SAM: That song also had like a totally different version. Really poppy and upbeat. We played it for Alex and he said: “It sounds like a Kelly Clarkson song!”. (laughs) So it became this masculine song. NBA picked it up! It’s very aggressive! It’s good work out music.


SAM: Also a late addition to the album. It’s a song about sticking together. That’s a very important thing for us as band. This whole music thing is about endurance. If you can’t stick it out through the good times and the bad, and there’s a lot of bad, you’re not gonna make it.


ADAM: It started with a beat that Casey, Noah and I made and Sam had a chorus.

SAM: I wrote it for a different song, but it wasn’t going anywhere and I had that chorus for “Superpower” which was just not good at all, so I put this on top of it. Also I love superheroes! Another aggressive song. That’s my favourite one.


SAM: I recorded that one in the van. If you listen very closely, you can hear sounds of things bumping around. Then we went to the studio and had this gospel choir from L.A. singing with us. That was really cool!


SAM: It was actually a song used for the Beats by Dre campaign for the world cup two years ago. That song was a pretty big one for us back then. Another collaboration with Jamie N Commons! I originally wrote with Jamie in mind to sing it, but then my voice sounded better on this according to Alex, so it became our song.


SAM: Alex face timed me one day and he was like: “Hey, we got Jay Z to do a remix of Jungle!”. He was filming me and I was freaking out.
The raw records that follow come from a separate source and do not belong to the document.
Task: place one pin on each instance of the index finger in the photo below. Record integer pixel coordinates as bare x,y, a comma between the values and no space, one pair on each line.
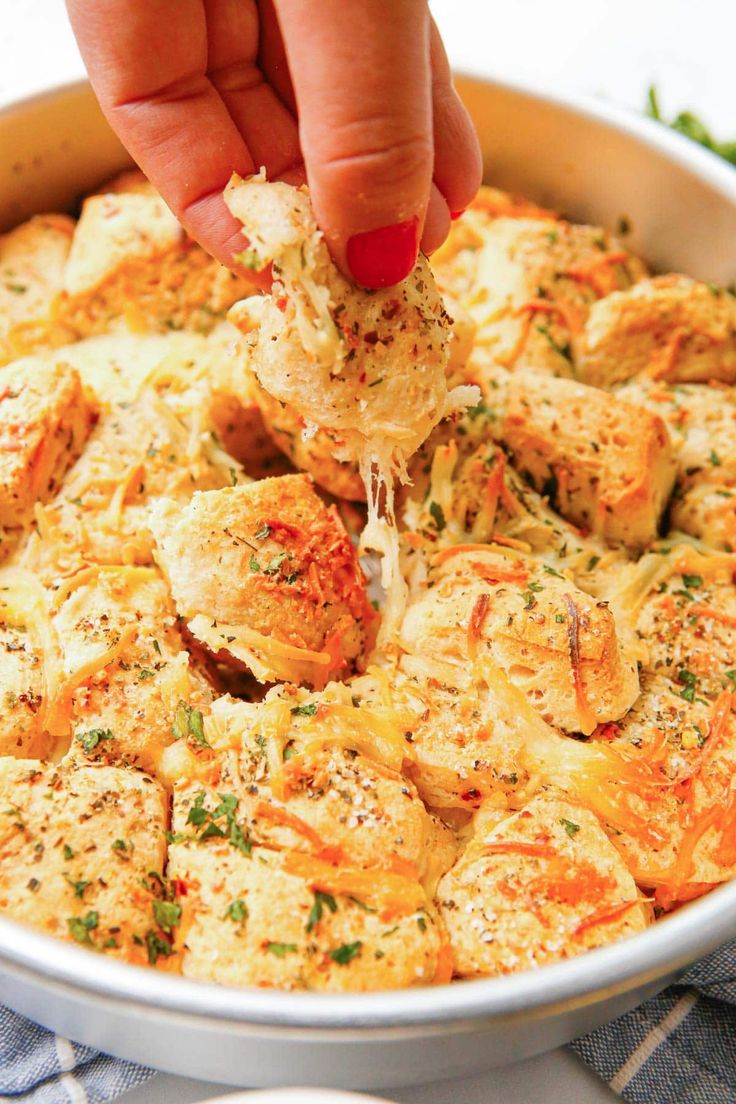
148,69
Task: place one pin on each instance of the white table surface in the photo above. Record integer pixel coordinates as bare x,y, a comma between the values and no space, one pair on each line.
597,46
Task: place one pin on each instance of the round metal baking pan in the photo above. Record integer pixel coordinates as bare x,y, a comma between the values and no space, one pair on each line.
594,163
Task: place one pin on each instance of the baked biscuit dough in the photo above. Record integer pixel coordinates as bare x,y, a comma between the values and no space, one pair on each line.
542,885
606,464
32,263
45,417
671,327
267,575
82,855
554,641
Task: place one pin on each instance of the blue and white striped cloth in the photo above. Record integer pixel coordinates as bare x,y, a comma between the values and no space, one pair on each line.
679,1047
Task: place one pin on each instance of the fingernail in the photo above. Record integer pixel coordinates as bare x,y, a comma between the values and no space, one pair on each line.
384,256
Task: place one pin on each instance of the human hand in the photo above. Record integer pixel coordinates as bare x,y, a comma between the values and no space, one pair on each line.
353,96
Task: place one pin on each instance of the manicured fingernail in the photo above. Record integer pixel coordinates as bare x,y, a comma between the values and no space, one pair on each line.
384,256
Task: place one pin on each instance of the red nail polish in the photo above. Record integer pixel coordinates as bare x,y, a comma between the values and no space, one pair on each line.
384,256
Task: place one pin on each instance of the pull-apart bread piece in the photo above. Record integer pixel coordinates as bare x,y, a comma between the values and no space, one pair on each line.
553,640
266,575
119,241
125,676
370,365
542,885
476,741
606,464
139,450
317,773
304,858
32,262
310,449
533,285
45,416
683,603
671,327
82,856
702,422
257,916
464,490
685,844
455,263
29,659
He kept asking me: “Why aren’t you crying? I want a video with you crying!”.


SAM: It started with a drum beat that Adam had and some saxophone that I recorded and it was such a cool groove. I worked on it for so fucking long and finally came up with the title. It wrote itself from there. It’s a song about feeling comfortable with yourself and your body image and being okay with whoever you are and whatever you look like.


SAM: That one is a compilation of a all. There’s even a clip in it of Adam’s Bar Mitzwa. He’s saying a Jewish prayer.